3.8.1. Ten aanzien van de door het Bouwbesluit aan nieuwbouw gestelde brandveiligheidseisen overweegt de rechtbank dat eiser niet betwist dat de brandweer blijkens het stempeladvies op de bij de bouwaanvraag behorende situatietekeningen het bouwplan heeft gezien en daarover niet negatief heeft geadviseerd. Tegenover dit deskundig te achten advies, waarop verweerder in de regel mag afgaan, heeft eiser geen deskundig tegenadvies overgelegd waaruit blijkt dat het bouwplan niet aan de (brandveiligheids) voorschriften van het Bouwbesluit voldoet. Zoals ook de voorzieningenrechter reeds heeft overwogen mist het standpunt van eiser in deze overigens ook feitelijke grondslag, aangezien uit de bij de bouwvergunning behorende bijlage blijkt dat het bouwen moet geschieden in overeenstemming met het Bouwbesluit en, conform dit besluit, in de opslagloods twee brandblussers moeten worden geplaatst. Omdat voor het bouwplan geen vrijstelling nodig is en dus sprake is van een gebonden beschikking, volgt de rechtbank ook het oordeel van de voorzieningenrechter dat verweerder terecht geen rekening heeft gehouden met de opmerkingen van het Waterschap Rivierenland die bovendien gemaakt zijn in het kader van het wijzigingsplan.

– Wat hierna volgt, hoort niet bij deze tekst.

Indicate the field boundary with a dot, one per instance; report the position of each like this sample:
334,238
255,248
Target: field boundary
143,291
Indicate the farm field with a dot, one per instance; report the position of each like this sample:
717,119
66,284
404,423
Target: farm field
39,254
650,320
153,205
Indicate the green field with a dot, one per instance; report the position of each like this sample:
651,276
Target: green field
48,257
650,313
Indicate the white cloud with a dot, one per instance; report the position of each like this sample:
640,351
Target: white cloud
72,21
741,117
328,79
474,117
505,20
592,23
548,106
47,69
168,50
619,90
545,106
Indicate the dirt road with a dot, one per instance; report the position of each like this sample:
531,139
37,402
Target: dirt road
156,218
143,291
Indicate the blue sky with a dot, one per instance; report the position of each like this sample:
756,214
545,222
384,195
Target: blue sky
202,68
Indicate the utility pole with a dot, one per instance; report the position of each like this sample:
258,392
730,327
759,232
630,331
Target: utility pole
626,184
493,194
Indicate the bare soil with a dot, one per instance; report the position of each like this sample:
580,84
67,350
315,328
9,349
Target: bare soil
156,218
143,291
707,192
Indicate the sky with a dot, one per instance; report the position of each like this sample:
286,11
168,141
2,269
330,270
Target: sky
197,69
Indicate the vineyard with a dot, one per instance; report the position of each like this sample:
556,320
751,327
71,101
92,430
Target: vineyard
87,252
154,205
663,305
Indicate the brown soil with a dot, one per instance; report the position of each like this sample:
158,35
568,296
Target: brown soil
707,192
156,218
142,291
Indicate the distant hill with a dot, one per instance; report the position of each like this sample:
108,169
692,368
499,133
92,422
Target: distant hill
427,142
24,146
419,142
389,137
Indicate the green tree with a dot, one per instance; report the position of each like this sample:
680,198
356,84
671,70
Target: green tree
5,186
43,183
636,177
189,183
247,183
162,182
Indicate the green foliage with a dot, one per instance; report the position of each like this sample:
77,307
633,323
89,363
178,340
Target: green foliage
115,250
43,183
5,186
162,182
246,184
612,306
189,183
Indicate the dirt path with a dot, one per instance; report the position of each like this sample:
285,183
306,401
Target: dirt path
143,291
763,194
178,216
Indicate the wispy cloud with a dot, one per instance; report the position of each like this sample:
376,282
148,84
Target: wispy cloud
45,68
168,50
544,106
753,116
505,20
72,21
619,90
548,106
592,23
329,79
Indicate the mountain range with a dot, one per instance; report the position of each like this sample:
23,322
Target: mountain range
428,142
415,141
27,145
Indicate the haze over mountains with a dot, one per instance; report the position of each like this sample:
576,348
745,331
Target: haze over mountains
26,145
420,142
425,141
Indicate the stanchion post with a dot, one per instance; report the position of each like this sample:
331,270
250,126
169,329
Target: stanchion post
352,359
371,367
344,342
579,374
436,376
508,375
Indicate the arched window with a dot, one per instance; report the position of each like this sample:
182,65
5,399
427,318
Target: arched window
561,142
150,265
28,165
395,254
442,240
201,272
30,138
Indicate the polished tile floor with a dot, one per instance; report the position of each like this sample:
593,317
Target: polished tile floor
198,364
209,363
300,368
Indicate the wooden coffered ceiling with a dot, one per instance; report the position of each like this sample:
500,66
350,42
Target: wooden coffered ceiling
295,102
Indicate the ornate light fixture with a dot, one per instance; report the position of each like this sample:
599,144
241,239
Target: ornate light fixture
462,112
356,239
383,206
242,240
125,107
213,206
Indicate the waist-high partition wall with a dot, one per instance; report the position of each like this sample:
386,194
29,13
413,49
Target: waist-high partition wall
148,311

3.9. Tot slot stelt eiser dat niet voldaan is aan de nadere eis dat eerst het bedrijfsgebouw dient te zijn gerealiseerd voordat met de bouw van de bedrijfswoning een aanvang kan worden gemaakt. Nog daargelaten dat dit een handhavingsaspect betreft dat buiten het kader van deze bouwvergunningenprocedure valt, stelt de rechtbank vast dat zowel het bedrijfsgebouw als de bedrijfswoning inmiddels zijn gerealiseerd, zodat ook deze beroepsgrond geen doel treft. Om dezelfde reden slaagt evenmin de stelling van eiser dat het project economisch niet uitvoerbaar is.
3.10. Nu niet is gebleken dat het bouwplan in strijd is met (één van) de in artikel 44 van de Woningwet genoemde weigeringsgronden, heeft verweerder naar het oordeel van de rechtbank, gelet op het limitatieve en imperatieve karakter van deze bepaling, de bouwvergunning terecht verleend en heeft hij deze bij het bestreden besluit terecht gehandhaafd.
3.11. Op grond van het bovenstaande is de rechtbank van oordeel dat de stellingen van eiser tegen het bestreden besluit geen doel treffen. Het beroep dient dan ook ongegrond te worden verklaard.
3.12. De rechtbank acht geen termen aanwezig over te gaan tot een proceskostenveroordeling als bedoeld in artikel 8:75 van de Awb.
verklaart het beroep ongegrond.
Aldus gegeven door mr. A.G.A. Nijmeijer, rechter, in tegenwoordigheid van mr. P. van der Stroom, griffier.
Uitgesproken in het openbaar op 28 januari 2010.
Tegen deze uitspraak staat voor belanghebbenden, behoudens het bepaalde in artikel 6:24 juncto 6:13 van de Awb, binnen 6 weken na de dag van verzending hiervan, hoger beroep open bij de Afdeling bestuursrechtspraak van de Raad van State, Postbus 20019, 2500 EA 's-Gravenhage.
Verzonden op: 28 januari 2010.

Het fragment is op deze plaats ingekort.